Following the failed launch of the administration’s Government.com health system, the pressure is high on the DOD to award the contract right the first time. That has the Pentagon considering options and inviting corporate EHR leaders to the table to discuss what the system will need to do today and years from now.

One company that will be at that table is Allscripts, which has a roughly 10% market share that makes it one of the largest EHR providers. Winning the contract would make a significant impact on Allscripts given that the company’s annualized sales run at about $1.2 billion for 2014.

It would similarly be a windfall for athenahealth, a small cloud-based EHR company that has made a splash in providing records, practice management, and relationship management software to smaller health-care providers. Athenahealth’s sales grew 41% to nearly $600 million in 2013, but it commands just 3% market share in EHR, according to research firm KLAS.

Cerner may be less of a long shot given that it’s the second-largest provider of EHR systems for hospital systems and other large health-care providers in the U.S. and a top-five systems provider worldwide. Despite its leadership position, the military contract would still be a big boon for the company given that sales totaled a little less than $3 billion in 2013, up 9% from 2012.

However, IBM and Epic may be best positioned to win the contract to connect the military’s system with public and private health care providers and prevent unauthorized access to patient data.

Epic is the market share leader in the U.S. and the third-biggest player overseas. Its customers include more than 250 of the nation’s largest hospitals, and those large systems exchange more than 2 million records monthly with other vendor platforms, including the VA’s. Epic’s experience in deploying big, complex systems could give it an edge over smaller players such as athenahealth, which is led by former President George W. Bush’s cousin Jonathan Bush.

Meanwhile, IBM’s federal healthcare business is no rookie, either. IBM’s global information research and health-care segments already work closely with the government through contracts covering hardware, software, and security. Even as Big Blue teams up with Epic, it has also announced the launch of a federal government-specific cloud infrastructure consisting of two data centers designed for high speed data transfer.
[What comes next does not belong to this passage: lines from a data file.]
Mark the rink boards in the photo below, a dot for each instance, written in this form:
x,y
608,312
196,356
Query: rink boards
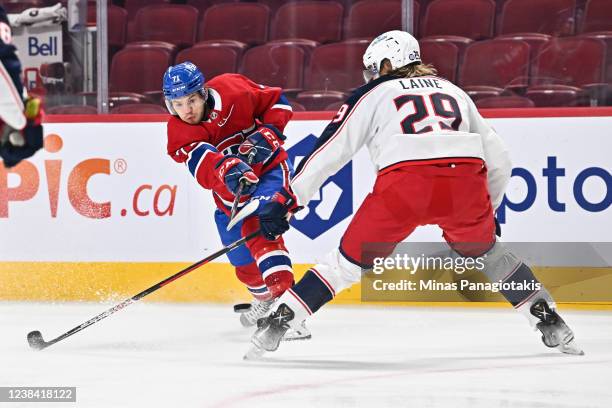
x,y
104,212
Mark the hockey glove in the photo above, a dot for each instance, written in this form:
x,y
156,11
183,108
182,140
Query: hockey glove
x,y
273,219
263,142
16,145
232,171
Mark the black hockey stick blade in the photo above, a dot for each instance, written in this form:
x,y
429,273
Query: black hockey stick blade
x,y
242,307
36,341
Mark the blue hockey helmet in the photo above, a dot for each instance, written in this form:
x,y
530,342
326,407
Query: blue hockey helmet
x,y
181,80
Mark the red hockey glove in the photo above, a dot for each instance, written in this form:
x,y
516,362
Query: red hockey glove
x,y
273,219
279,282
262,144
232,171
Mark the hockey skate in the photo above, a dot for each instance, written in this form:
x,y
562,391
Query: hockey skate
x,y
555,333
249,314
300,332
270,332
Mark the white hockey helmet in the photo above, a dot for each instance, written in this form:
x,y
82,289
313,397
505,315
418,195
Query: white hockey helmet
x,y
399,47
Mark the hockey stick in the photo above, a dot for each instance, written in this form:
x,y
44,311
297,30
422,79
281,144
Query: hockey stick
x,y
35,338
243,183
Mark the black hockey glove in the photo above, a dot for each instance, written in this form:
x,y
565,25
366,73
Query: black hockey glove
x,y
273,217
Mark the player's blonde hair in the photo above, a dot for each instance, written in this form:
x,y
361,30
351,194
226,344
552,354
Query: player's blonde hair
x,y
414,70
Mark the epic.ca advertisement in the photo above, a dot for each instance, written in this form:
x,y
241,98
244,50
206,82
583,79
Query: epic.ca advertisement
x,y
109,192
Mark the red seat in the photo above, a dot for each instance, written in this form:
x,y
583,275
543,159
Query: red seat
x,y
370,18
307,45
276,65
212,59
117,26
557,95
138,108
497,63
319,100
535,40
444,56
16,7
139,69
554,17
496,102
461,42
315,20
173,23
71,110
563,62
132,6
597,16
606,37
465,18
336,66
244,22
204,4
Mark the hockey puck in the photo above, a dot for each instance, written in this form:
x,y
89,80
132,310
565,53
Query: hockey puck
x,y
242,307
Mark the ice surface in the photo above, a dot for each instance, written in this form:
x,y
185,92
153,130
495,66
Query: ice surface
x,y
161,355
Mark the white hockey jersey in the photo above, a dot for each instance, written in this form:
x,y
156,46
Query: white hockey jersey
x,y
405,121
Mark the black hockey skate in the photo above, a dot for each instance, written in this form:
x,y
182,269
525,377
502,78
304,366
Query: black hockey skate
x,y
270,332
250,313
555,333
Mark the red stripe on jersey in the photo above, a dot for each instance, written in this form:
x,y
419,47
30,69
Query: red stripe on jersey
x,y
300,300
422,162
331,289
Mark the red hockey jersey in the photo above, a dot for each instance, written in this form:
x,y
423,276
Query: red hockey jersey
x,y
240,105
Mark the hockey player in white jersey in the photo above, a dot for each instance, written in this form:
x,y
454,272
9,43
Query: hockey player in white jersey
x,y
438,162
20,115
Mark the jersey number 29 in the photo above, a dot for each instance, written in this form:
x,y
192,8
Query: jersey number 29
x,y
421,112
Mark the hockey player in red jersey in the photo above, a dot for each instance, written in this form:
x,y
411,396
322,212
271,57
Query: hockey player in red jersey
x,y
227,132
20,116
438,163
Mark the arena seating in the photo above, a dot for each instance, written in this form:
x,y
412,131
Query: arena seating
x,y
465,18
314,20
516,51
276,65
213,59
503,64
554,17
244,22
172,23
368,18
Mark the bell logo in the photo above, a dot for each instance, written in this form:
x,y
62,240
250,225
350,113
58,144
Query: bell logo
x,y
77,186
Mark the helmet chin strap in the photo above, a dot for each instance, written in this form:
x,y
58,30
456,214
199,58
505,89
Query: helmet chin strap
x,y
203,92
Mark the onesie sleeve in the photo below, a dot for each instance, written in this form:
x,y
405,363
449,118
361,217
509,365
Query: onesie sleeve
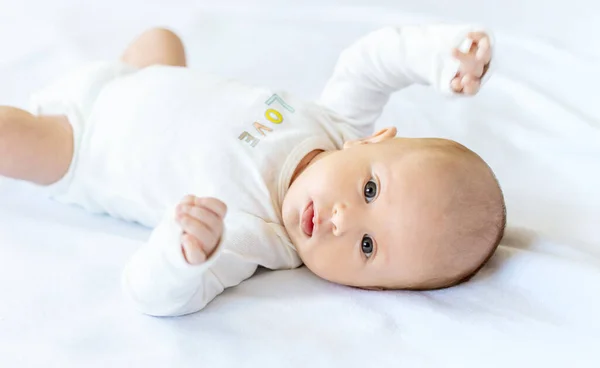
x,y
389,59
160,282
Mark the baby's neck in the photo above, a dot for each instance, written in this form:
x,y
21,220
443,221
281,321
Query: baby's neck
x,y
311,157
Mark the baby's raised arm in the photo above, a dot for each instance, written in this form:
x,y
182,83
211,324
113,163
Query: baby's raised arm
x,y
390,59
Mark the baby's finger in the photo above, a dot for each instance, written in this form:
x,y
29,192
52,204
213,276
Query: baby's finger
x,y
212,204
206,216
484,51
461,56
192,251
477,36
188,199
206,237
456,85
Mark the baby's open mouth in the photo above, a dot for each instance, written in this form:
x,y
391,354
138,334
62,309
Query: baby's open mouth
x,y
307,221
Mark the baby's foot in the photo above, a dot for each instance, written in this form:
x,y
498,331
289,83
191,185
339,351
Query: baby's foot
x,y
473,64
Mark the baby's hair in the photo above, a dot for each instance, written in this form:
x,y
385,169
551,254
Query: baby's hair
x,y
475,218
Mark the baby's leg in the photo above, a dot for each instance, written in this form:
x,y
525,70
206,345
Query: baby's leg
x,y
38,149
155,46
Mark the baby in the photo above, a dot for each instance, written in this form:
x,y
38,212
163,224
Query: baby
x,y
271,180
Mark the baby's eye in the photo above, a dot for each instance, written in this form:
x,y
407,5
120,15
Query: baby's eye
x,y
367,246
370,190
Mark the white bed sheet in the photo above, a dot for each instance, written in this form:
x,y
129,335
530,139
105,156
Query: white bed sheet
x,y
537,123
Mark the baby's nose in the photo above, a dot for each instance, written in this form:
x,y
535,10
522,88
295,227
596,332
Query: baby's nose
x,y
340,219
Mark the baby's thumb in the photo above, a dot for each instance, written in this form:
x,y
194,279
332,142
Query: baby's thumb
x,y
192,251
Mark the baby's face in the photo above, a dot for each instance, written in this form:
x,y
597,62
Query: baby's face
x,y
365,215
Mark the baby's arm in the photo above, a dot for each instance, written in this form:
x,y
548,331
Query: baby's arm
x,y
389,59
184,264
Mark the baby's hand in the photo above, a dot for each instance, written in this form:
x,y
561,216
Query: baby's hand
x,y
202,222
473,64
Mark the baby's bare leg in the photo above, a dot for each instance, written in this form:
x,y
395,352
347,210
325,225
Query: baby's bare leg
x,y
38,149
155,46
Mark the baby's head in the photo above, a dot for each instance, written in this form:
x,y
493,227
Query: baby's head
x,y
395,213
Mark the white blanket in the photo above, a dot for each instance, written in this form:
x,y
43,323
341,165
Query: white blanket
x,y
537,123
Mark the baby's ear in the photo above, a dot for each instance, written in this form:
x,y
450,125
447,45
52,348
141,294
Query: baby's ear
x,y
379,136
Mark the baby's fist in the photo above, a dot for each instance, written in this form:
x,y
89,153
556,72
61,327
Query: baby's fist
x,y
473,64
202,222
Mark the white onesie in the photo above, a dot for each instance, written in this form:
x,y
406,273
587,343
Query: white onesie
x,y
144,138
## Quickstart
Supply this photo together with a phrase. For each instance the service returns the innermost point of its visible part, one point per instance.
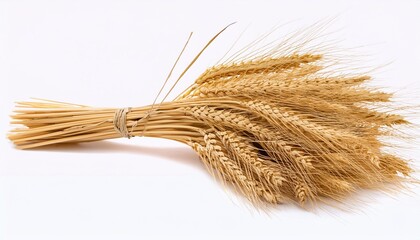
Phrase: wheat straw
(278, 128)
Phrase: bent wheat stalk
(278, 128)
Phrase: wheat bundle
(276, 127)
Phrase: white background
(117, 53)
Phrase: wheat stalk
(277, 128)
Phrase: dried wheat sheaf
(277, 125)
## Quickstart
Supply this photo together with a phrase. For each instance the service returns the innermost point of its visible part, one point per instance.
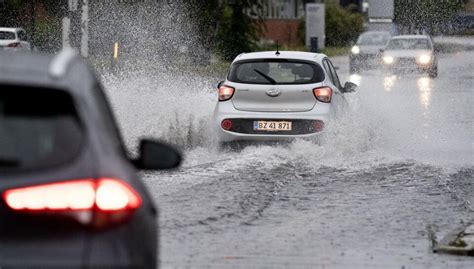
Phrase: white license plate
(272, 125)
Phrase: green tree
(342, 25)
(237, 31)
(431, 16)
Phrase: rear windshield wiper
(271, 80)
(9, 162)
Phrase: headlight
(355, 50)
(424, 59)
(387, 59)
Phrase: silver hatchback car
(278, 96)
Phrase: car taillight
(318, 125)
(226, 124)
(225, 93)
(97, 203)
(323, 94)
(14, 45)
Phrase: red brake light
(225, 93)
(318, 125)
(323, 94)
(226, 124)
(100, 197)
(14, 45)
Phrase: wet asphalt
(391, 177)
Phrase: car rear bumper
(301, 123)
(27, 243)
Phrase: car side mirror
(350, 87)
(156, 155)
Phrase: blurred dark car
(408, 53)
(364, 53)
(70, 196)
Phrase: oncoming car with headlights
(278, 96)
(410, 52)
(365, 52)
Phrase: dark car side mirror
(350, 87)
(156, 155)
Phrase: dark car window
(38, 128)
(7, 35)
(276, 71)
(22, 36)
(373, 38)
(409, 44)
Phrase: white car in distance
(14, 39)
(278, 96)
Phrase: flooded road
(391, 174)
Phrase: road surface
(393, 174)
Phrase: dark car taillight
(225, 93)
(92, 202)
(323, 94)
(14, 45)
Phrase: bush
(342, 25)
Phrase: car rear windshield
(39, 128)
(377, 38)
(276, 71)
(7, 35)
(409, 44)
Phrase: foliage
(237, 31)
(342, 25)
(431, 16)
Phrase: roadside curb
(459, 242)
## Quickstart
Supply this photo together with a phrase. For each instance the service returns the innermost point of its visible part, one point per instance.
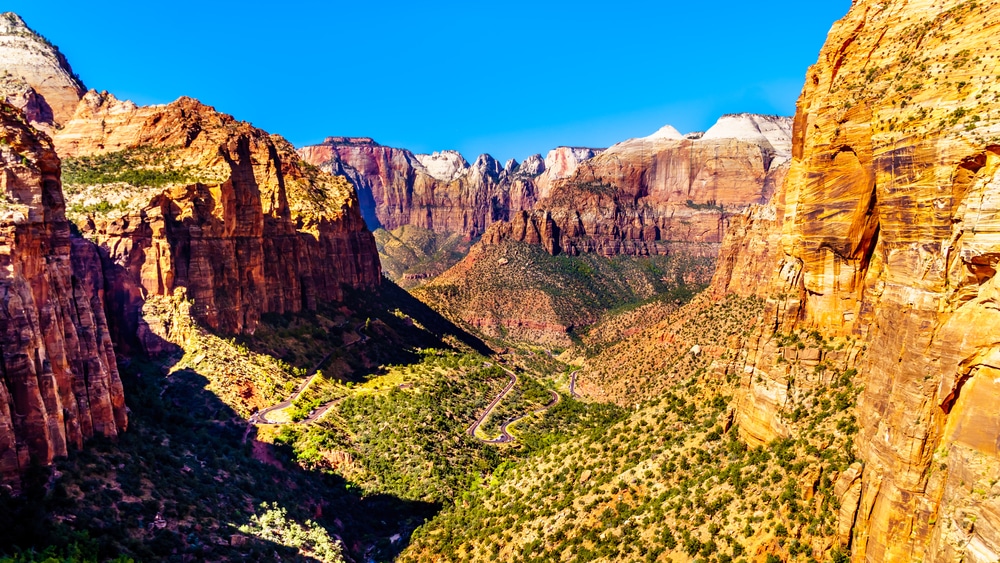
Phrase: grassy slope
(518, 292)
(670, 482)
(411, 255)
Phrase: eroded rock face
(60, 380)
(889, 234)
(440, 192)
(644, 195)
(228, 214)
(38, 78)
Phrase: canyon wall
(888, 236)
(213, 207)
(38, 79)
(439, 192)
(60, 380)
(646, 195)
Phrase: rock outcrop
(182, 197)
(440, 192)
(889, 235)
(37, 78)
(642, 196)
(60, 381)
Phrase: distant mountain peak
(27, 58)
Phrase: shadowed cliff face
(888, 231)
(60, 381)
(221, 211)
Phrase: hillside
(517, 292)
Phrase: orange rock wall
(60, 382)
(643, 199)
(260, 233)
(889, 234)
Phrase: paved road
(261, 417)
(505, 436)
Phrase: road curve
(261, 416)
(503, 393)
(505, 436)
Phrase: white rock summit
(35, 76)
(445, 165)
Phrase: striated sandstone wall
(438, 192)
(645, 195)
(60, 382)
(889, 234)
(243, 226)
(38, 79)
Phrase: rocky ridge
(440, 192)
(887, 225)
(38, 79)
(60, 379)
(213, 207)
(641, 196)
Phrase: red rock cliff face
(642, 196)
(60, 383)
(242, 225)
(889, 233)
(439, 192)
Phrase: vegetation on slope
(411, 255)
(517, 292)
(671, 482)
(688, 340)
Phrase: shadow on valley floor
(370, 330)
(181, 481)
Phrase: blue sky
(509, 78)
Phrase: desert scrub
(144, 166)
(273, 524)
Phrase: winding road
(503, 393)
(505, 436)
(261, 416)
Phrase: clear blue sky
(509, 78)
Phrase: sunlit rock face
(60, 381)
(440, 192)
(36, 77)
(889, 233)
(646, 195)
(247, 229)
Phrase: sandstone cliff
(888, 230)
(642, 196)
(37, 78)
(183, 198)
(60, 380)
(440, 192)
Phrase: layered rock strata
(888, 223)
(213, 207)
(440, 192)
(37, 79)
(642, 196)
(60, 382)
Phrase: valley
(769, 341)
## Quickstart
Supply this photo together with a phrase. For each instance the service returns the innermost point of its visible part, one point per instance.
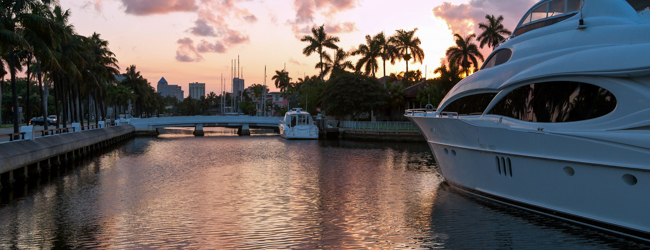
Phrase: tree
(310, 90)
(282, 80)
(352, 94)
(13, 16)
(465, 54)
(40, 32)
(387, 50)
(438, 88)
(317, 42)
(493, 32)
(337, 65)
(408, 46)
(369, 53)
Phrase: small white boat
(298, 124)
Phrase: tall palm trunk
(56, 99)
(96, 102)
(14, 91)
(28, 113)
(101, 104)
(78, 101)
(44, 93)
(320, 53)
(407, 61)
(65, 105)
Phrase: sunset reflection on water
(265, 193)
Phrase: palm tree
(465, 53)
(369, 53)
(387, 50)
(338, 65)
(493, 32)
(40, 32)
(282, 80)
(317, 42)
(13, 14)
(405, 41)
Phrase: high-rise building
(197, 90)
(237, 86)
(170, 90)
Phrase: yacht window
(548, 13)
(639, 5)
(470, 105)
(556, 102)
(556, 8)
(539, 13)
(500, 57)
(573, 5)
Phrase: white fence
(378, 125)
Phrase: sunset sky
(194, 40)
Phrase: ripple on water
(266, 193)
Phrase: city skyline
(194, 41)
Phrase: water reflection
(265, 192)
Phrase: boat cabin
(296, 117)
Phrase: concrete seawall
(382, 135)
(22, 154)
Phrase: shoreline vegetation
(77, 78)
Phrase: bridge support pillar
(198, 130)
(244, 130)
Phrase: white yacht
(298, 124)
(557, 120)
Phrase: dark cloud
(206, 47)
(186, 51)
(149, 7)
(464, 18)
(202, 28)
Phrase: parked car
(39, 121)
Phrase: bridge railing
(378, 125)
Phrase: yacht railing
(431, 113)
(378, 125)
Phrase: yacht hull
(597, 183)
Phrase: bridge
(242, 123)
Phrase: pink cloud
(206, 47)
(235, 37)
(346, 27)
(294, 61)
(148, 7)
(464, 18)
(186, 51)
(306, 11)
(202, 28)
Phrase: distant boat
(298, 124)
(557, 120)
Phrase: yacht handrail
(425, 111)
(449, 114)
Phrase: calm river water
(263, 192)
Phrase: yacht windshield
(547, 13)
(300, 120)
(639, 5)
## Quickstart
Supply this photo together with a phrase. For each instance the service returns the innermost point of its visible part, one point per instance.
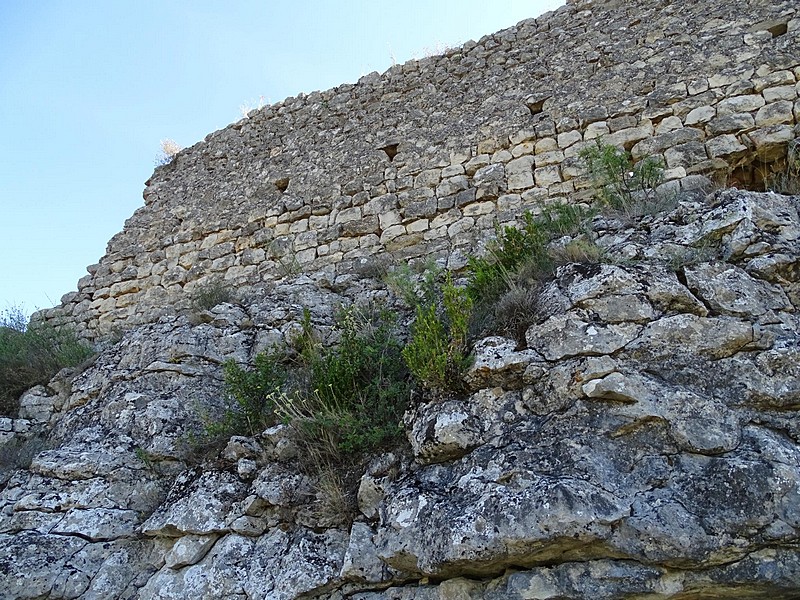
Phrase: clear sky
(89, 88)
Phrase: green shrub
(249, 395)
(31, 354)
(620, 184)
(206, 297)
(344, 399)
(437, 353)
(518, 249)
(357, 390)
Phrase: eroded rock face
(644, 441)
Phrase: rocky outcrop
(643, 442)
(422, 161)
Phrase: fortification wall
(422, 161)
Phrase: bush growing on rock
(620, 184)
(503, 283)
(31, 354)
(787, 181)
(354, 393)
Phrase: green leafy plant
(214, 293)
(356, 391)
(437, 353)
(31, 354)
(621, 184)
(524, 248)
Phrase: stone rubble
(421, 162)
(640, 439)
(643, 443)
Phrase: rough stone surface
(417, 163)
(642, 441)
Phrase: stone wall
(422, 161)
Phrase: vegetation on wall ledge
(31, 354)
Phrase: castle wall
(424, 160)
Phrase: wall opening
(391, 151)
(535, 104)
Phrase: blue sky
(89, 88)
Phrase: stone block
(701, 114)
(568, 138)
(523, 149)
(595, 130)
(725, 146)
(549, 158)
(546, 176)
(785, 92)
(776, 113)
(478, 208)
(627, 138)
(520, 173)
(669, 124)
(428, 178)
(740, 104)
(769, 142)
(349, 214)
(776, 78)
(501, 156)
(730, 124)
(685, 155)
(546, 145)
(476, 163)
(657, 144)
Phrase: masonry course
(423, 161)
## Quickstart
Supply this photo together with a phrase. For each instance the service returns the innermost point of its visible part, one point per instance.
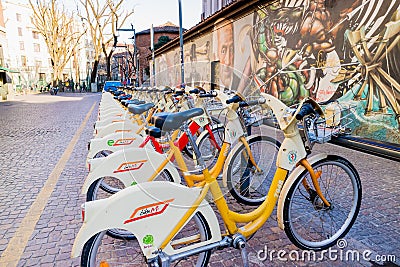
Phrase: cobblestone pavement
(35, 130)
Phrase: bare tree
(59, 32)
(104, 22)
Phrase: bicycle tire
(245, 184)
(303, 230)
(115, 249)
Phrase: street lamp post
(181, 42)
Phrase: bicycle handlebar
(234, 99)
(197, 91)
(252, 102)
(213, 94)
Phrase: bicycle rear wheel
(102, 248)
(309, 223)
(245, 183)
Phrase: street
(42, 162)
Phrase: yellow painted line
(17, 244)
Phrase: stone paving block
(35, 145)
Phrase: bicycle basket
(335, 122)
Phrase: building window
(36, 47)
(23, 61)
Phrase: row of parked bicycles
(163, 162)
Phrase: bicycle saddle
(167, 121)
(153, 131)
(139, 109)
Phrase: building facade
(26, 56)
(209, 7)
(27, 51)
(340, 50)
(143, 43)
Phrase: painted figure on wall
(333, 50)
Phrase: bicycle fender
(150, 211)
(113, 142)
(113, 119)
(130, 166)
(125, 126)
(114, 111)
(289, 183)
(229, 159)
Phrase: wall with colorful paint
(345, 51)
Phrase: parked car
(111, 85)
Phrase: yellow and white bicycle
(317, 204)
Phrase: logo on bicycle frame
(149, 210)
(130, 166)
(292, 156)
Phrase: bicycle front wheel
(309, 223)
(249, 183)
(101, 248)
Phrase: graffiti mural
(333, 50)
(345, 51)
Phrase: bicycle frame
(168, 201)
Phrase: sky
(156, 12)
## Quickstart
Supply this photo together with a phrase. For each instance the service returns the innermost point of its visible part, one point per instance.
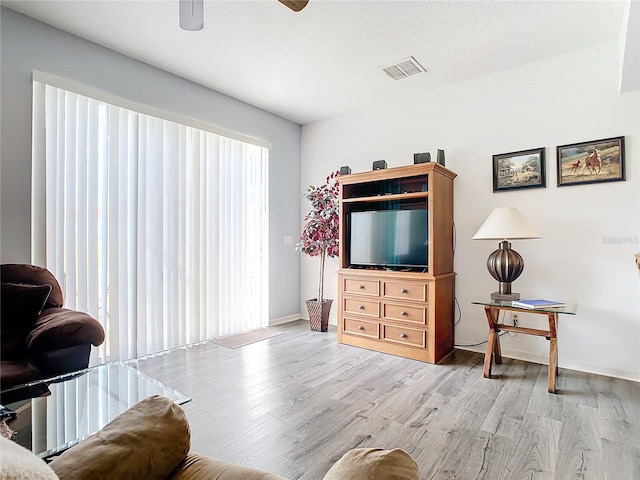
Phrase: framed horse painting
(591, 162)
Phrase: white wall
(590, 232)
(27, 45)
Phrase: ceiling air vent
(404, 68)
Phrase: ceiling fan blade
(295, 5)
(192, 15)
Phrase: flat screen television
(388, 238)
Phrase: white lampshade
(505, 223)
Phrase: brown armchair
(40, 338)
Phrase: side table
(492, 310)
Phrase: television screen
(389, 238)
Those data centers, which could conceivably help deliver cloud-based EHR services someday, will initially have 30,000 servers supporting 2,000 gigabytes per second of connectivity. Given that IBM systems already handle 90% of the globe’s credit card transactions, and half of the Fortune 100 are clients, IBM knows a thing or two about large scale security that could be valued highly by the DOD.

Fool-worthy final thoughts
The $11 billion contract for replacing the military’s aging health-care records system is truly mammoth in size, scope, and potential impact on industry revenue. To put the contract in perspective, Accenture estimates the total North American EHR market will be worth $10 billion in 2015.

That means the winner of this contract will see a significant benefit to its top line. While Allscripts, athenahealth, and Cerner could similarly team up with another large technology provider like Amazon.com Web Services, it would seem that a combination of the nation’s biggest EHR provider, Epic, and Goliath IBM positions them at the front of the pack.